Like the saltwater hobby, many people originally think 3D printing is complicated to learn. To demystify 3D printing and make it easier to explore, here are some tips to be able to use it as a valuable reefing tool.
- Design Files – You initially don’t even need to know how to design a part since there are shared files already created by other hobbyists on the internet. For example, in addition to the items mentioned above some other hobbyists created pump guards, controller mounts, and other products to help customize their system. As the saying goes, “Necessity is the mother of invention!” What is also great is that many of these designs are shared for free so that the community can share and help improve it.
- Popular File collection sites list can be found on All3DP
- Below is an example of what a hobbyist had created and shared.
- Some popular 3D design tools are AutoDesk Fusion 360, TinkerCAD, FreeCAD, Meshmixer if you want to venture into designing your own parts.
- Below is a simple enclosure I made for a DIY Kalkwasser reactor pump.
- Printers – Choose one pending the size of the part you want to be able to make and the type of plastics you want to use (in saltwater exposed applications you’ll want to stick with materials such as PETG or ABS else you can get away with PLA for dry applications.
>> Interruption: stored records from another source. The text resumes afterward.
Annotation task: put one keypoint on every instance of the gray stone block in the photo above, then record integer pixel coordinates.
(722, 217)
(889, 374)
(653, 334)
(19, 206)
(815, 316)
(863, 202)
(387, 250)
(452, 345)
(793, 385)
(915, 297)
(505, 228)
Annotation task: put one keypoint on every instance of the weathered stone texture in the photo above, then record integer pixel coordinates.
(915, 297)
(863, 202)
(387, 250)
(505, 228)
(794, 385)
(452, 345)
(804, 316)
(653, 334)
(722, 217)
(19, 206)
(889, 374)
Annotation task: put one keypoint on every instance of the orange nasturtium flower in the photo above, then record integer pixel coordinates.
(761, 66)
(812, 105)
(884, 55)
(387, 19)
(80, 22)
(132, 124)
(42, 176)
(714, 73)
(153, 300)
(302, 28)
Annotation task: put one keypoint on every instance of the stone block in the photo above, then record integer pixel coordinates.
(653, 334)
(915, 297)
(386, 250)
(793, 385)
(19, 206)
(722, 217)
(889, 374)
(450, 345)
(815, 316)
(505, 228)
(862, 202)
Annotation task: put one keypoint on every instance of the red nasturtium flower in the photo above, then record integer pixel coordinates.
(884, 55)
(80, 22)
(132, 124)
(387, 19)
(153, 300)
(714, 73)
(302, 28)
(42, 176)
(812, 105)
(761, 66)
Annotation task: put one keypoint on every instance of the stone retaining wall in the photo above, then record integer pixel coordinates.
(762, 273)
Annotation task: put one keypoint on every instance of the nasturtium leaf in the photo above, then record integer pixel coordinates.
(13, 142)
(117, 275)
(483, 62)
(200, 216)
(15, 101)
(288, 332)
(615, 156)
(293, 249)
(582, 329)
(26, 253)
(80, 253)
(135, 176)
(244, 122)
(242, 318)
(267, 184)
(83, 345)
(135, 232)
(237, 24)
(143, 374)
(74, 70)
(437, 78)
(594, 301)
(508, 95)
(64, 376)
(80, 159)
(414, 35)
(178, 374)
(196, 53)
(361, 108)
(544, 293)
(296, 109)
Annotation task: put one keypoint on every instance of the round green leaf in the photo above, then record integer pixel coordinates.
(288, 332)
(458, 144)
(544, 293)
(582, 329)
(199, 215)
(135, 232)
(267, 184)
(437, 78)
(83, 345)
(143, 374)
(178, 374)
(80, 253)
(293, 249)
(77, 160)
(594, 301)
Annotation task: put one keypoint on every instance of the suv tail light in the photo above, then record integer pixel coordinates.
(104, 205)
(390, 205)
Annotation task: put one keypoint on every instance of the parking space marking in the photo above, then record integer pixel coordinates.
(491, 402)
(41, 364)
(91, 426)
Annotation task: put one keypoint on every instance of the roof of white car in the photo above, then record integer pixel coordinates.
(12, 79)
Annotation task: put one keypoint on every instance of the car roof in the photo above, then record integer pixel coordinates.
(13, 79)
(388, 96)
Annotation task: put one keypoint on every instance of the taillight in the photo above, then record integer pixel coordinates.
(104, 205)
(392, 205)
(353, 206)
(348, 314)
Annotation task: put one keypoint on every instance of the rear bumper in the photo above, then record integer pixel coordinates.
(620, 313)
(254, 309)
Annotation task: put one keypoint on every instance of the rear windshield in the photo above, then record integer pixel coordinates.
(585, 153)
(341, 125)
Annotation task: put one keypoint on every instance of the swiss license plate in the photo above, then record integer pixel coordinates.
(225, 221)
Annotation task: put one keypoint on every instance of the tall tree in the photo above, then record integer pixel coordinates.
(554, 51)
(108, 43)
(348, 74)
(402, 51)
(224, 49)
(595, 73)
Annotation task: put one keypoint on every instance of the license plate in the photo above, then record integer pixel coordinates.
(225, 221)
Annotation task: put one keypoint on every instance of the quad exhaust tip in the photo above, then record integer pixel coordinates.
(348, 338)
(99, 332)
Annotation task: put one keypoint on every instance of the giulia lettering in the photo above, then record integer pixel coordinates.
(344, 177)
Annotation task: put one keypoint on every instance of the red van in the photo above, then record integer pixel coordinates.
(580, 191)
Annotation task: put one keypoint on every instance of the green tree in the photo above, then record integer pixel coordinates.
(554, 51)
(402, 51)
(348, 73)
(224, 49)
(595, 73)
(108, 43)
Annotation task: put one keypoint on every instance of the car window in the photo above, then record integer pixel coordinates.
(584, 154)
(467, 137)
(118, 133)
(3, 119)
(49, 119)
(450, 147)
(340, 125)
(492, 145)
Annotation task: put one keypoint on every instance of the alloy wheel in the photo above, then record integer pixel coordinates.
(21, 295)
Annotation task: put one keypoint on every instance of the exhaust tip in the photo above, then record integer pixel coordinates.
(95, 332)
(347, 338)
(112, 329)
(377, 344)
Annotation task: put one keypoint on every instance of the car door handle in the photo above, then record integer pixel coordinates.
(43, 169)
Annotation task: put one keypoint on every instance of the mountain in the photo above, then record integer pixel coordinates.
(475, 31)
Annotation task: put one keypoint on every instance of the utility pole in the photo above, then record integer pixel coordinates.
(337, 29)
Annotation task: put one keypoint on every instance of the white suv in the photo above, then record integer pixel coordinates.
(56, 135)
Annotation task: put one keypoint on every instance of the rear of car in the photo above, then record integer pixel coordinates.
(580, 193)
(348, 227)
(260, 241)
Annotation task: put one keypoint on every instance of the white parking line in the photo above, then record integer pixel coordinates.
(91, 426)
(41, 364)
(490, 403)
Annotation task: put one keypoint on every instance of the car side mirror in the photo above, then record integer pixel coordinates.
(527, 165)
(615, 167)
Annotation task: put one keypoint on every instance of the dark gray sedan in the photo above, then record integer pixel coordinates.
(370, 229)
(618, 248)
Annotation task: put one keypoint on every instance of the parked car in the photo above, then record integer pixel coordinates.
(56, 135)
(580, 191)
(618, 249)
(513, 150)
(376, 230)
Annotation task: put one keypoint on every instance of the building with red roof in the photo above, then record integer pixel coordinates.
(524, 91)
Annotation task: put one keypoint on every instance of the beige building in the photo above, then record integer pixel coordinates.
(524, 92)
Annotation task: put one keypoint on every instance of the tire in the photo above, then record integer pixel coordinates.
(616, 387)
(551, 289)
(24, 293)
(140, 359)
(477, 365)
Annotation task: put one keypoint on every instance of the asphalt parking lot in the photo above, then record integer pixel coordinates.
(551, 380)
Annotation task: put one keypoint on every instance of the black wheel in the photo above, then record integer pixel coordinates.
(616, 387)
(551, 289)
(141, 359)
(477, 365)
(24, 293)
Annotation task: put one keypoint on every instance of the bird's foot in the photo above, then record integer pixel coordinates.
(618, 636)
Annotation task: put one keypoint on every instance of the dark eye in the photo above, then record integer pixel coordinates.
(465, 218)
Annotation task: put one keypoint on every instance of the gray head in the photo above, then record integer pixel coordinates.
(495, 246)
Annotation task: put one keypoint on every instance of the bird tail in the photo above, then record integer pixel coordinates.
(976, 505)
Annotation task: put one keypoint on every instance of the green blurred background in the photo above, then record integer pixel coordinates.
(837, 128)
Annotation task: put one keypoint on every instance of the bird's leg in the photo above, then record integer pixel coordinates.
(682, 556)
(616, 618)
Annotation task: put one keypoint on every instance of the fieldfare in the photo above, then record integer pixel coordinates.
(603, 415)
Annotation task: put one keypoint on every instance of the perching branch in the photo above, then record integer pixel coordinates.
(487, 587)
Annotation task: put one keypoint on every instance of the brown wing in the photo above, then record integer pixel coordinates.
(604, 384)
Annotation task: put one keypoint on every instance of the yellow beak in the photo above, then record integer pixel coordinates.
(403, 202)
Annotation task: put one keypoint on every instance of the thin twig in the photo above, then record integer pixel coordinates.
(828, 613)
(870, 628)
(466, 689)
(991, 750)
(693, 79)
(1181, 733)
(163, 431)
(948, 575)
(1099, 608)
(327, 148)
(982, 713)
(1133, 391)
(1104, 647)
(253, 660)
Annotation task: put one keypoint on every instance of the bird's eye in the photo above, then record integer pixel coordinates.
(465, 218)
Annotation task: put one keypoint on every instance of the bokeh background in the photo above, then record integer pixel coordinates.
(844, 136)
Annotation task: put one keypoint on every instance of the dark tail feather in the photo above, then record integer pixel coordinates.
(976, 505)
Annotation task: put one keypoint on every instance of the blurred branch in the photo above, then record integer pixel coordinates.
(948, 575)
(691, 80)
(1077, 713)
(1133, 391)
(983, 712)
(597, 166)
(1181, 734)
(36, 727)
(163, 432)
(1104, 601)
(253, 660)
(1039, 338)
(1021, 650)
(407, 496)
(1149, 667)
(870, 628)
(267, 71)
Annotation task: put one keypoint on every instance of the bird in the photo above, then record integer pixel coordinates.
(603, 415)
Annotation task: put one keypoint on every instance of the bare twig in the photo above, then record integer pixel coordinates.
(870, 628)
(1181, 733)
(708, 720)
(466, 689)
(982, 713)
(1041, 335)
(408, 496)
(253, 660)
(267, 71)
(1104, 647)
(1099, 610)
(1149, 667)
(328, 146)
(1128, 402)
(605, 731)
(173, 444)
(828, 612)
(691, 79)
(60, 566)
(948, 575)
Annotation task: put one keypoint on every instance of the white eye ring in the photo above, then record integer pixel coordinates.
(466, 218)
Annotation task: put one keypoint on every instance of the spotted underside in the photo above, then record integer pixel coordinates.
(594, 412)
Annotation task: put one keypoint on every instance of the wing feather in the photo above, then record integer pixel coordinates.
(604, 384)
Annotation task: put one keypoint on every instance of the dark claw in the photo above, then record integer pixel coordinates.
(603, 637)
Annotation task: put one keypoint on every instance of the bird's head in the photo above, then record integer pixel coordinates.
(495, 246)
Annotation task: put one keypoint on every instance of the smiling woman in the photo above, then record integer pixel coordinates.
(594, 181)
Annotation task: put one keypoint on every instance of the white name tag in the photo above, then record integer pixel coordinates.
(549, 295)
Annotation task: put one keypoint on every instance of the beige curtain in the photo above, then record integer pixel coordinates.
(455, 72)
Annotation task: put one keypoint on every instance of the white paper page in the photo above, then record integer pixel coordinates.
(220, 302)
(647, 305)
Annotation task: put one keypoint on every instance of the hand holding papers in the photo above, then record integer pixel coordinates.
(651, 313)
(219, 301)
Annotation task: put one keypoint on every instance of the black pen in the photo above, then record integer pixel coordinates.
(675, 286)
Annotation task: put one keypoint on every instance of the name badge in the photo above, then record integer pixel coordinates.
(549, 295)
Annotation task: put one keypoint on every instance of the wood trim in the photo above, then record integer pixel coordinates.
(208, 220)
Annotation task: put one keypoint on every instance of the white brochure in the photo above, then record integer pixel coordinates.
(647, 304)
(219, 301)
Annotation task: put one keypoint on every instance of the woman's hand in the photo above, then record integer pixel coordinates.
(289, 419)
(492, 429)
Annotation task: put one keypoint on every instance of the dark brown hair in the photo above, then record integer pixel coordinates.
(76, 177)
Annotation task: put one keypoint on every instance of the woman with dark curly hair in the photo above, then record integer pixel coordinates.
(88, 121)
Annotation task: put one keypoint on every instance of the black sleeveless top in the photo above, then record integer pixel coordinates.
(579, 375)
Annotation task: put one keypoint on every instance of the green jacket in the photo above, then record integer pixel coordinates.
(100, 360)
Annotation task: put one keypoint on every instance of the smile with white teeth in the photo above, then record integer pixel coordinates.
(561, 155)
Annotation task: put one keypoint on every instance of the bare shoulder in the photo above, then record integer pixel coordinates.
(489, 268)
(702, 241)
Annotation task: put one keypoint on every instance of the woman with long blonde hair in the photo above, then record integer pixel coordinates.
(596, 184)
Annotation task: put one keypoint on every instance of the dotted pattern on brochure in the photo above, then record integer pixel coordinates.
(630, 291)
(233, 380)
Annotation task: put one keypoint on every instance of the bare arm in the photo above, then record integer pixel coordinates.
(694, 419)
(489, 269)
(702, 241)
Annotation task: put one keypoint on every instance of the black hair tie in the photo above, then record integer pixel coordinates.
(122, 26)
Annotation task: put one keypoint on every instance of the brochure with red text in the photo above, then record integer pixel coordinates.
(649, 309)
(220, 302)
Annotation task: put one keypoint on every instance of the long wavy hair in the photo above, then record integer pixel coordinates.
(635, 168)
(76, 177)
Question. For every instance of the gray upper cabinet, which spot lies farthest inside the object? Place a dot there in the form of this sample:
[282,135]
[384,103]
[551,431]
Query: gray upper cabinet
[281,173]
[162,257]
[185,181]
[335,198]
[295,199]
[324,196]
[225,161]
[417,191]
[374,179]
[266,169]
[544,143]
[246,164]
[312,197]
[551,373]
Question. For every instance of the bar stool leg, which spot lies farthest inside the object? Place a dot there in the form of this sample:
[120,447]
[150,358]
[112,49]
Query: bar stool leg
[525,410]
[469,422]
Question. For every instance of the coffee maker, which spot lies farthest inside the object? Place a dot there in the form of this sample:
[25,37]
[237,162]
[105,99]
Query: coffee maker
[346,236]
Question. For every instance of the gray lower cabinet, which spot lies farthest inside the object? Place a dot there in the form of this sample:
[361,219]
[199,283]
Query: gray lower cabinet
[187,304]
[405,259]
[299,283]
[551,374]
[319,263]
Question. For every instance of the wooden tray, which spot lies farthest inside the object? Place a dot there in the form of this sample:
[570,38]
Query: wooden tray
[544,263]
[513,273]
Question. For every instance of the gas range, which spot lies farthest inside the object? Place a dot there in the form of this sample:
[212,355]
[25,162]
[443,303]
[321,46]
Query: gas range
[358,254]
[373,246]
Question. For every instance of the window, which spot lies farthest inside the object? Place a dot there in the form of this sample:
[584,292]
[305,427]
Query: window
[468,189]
The entry FDM printer cost starts ~$170.
There are many manufacturers of 3D printers, but the key is to find a printer that will support printing at minimum PLA, ABS and PETG.
Some recommended printer attributes should include:
- Min Extruder temperature up to 260°C
- Min Heated bed up to 100°C
- Auto Bed leveling will make life easier for beginners
- Included preset Slicer Software that is print ready out of the box
- Materials Cost -Filament cost have reduced, and the quality has improved ~$15-25 / 2 kg spool for most PLA/PETG as compared to nearly $50/ 2kg spool when the first consumer 3D printers were introduced.
When I first started 3D printing in January of 2020, I was frustrated that this was not a turnkey process out of the box. But in just 8 months the technology improvements made on my 2nd 3D printer was so apparent that I was printing immediately after assembly without any adjustments. The print quality, features and performance blew my mind for the cost of the unit.
In summary, 3D printing has found uses in the aquarium hobby and more hobbyists are starting to utilize this powerful tool to enhance it. In the last few years, some hobbyist entrepreneurs have even started small businesses selling custom printed reef aquarium related products. This has helped bring more innovation to the community and even create partnerships between hobbyists and traditional corporate vendors. All in all, it’s a good thing to further advance keeping these wonderful organisms to the fullest.
Like anything, 3D printing is not for everyone but for those who are intrigued and willing to add another tool to your everyday life I highly recommend exploring it.